In November, 1912, he was nominated for the office of County Clerk to succeed Mr. Johnson who was not again a candidate. Elected by a substantial majority, he went into office January 1st, 1913, and at the end of a three-year term was re-elected by a heavy majority, leading the rest of the republican ticket by about 1,500 votes.

On February 19th, 1913, he was elected a trustee of the Jefferson County savings Bank and march 15th, 1916, he was chosen attorney for that institution to succeed Attorney Sam Child, who retired. At the same time the late Judge Henry Purcell became President of the bank to succeed the late William H. Hathaway. On November 21st, 1935, Senator Pitcher was elected Vice President of the Bank but continued to hold his office as attorney for the institution to the time of his death.

It was on February 1, 1920, that he decided to resign as County Clerk and devote himself to his law practice, which specialized in abstracting real estate titles. At the same time he formed a partnership with the late Attorney Francis E. Cullen under the firm name of Purcell Cullen & Pitcher. This firm, which also included Attorney Francis K. Purcell, was dissolved in May, 1928. At that time it became Purcell, Cullen and Purcell, Senator Pitcher establishing himself in practice by himself in his own suite on the top floor of the Woolworth Building. There he continued to remain until his death.

In April, 1901, he was married to Mrs. Luella Northrup Cox, Albany, Mrs. Pitcher survives him.

Besides his party affiliations he had been a member of Watertown Lodge, No. 496, Benevolent and Protective Order of the Elks, and was one of its past exalted rules. He was also for years a member of the Black River Valley Club. A year ago this month he was re-elected a director of the Agriculture Insurance Company. He was named to the Board a few years ago.

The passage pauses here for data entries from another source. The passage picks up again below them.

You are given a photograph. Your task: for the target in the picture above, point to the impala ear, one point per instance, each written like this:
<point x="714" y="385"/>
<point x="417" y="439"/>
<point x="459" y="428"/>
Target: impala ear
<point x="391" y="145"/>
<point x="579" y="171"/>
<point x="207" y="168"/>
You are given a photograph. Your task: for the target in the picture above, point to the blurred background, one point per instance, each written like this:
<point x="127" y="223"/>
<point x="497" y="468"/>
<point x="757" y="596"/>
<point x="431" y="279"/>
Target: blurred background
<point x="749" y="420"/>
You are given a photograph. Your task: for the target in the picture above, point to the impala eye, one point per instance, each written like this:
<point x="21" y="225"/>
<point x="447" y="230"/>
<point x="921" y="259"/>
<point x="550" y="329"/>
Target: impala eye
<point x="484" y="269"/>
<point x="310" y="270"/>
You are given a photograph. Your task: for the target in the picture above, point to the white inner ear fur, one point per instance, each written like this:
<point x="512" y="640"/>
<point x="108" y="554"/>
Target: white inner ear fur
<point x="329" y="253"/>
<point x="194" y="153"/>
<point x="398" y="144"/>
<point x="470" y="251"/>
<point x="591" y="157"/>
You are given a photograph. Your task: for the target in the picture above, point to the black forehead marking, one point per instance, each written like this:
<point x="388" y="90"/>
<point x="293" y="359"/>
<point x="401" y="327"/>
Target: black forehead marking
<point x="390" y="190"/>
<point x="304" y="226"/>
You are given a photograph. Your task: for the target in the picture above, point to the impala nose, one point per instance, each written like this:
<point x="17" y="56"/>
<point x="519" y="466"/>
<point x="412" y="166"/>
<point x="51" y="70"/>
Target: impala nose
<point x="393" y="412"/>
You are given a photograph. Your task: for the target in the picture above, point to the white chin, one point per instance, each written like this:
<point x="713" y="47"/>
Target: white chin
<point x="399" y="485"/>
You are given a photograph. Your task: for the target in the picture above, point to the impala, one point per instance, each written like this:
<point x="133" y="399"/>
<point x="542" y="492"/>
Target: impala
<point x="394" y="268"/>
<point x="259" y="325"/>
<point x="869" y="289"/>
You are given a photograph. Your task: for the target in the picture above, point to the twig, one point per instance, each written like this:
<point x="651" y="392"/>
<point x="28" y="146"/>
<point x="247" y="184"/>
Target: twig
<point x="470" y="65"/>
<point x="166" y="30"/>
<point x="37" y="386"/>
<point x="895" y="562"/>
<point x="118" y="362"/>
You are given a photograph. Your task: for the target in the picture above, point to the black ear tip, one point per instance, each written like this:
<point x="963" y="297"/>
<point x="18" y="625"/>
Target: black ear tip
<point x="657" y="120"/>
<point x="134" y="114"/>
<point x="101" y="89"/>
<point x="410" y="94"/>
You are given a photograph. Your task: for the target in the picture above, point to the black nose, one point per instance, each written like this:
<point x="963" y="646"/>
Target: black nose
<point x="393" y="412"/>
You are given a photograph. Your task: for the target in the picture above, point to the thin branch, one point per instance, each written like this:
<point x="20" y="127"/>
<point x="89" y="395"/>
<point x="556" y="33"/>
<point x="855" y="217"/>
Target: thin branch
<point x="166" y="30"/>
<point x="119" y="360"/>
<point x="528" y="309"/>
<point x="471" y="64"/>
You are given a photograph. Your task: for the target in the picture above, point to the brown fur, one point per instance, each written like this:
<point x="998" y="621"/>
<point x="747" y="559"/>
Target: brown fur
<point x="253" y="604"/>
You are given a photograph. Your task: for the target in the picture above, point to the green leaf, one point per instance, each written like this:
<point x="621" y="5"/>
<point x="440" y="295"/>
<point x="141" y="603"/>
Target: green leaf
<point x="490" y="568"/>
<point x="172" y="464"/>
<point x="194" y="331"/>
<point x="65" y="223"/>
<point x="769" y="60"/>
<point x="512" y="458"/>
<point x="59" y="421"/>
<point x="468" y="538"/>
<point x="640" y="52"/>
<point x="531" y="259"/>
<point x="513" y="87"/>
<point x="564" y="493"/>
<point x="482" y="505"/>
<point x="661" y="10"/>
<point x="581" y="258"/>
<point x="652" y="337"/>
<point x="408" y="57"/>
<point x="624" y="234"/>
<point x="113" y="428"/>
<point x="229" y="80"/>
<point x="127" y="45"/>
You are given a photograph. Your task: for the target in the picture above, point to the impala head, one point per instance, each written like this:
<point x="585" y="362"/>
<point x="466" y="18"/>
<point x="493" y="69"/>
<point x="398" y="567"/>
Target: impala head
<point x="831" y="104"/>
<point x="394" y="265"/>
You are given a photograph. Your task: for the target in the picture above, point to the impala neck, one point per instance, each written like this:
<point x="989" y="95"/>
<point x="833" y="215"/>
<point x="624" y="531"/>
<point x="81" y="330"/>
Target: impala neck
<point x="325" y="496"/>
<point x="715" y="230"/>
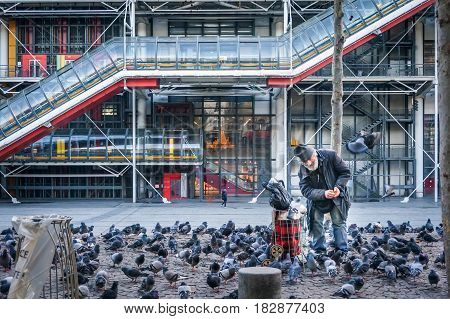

The first years of his service had been with the late Assemblyman Jasper W. Cornaire: for one term with Assemblyman Aldred E. Emerson and for the past few years with Assemblyman Russell Wright.

Particularly was he friendly with Assemblyman Cornaire and the loyalty of his friendship was evidenced in his attentions to assembly Cornaire during the many months of his serious illness that preceded his death about two years ago.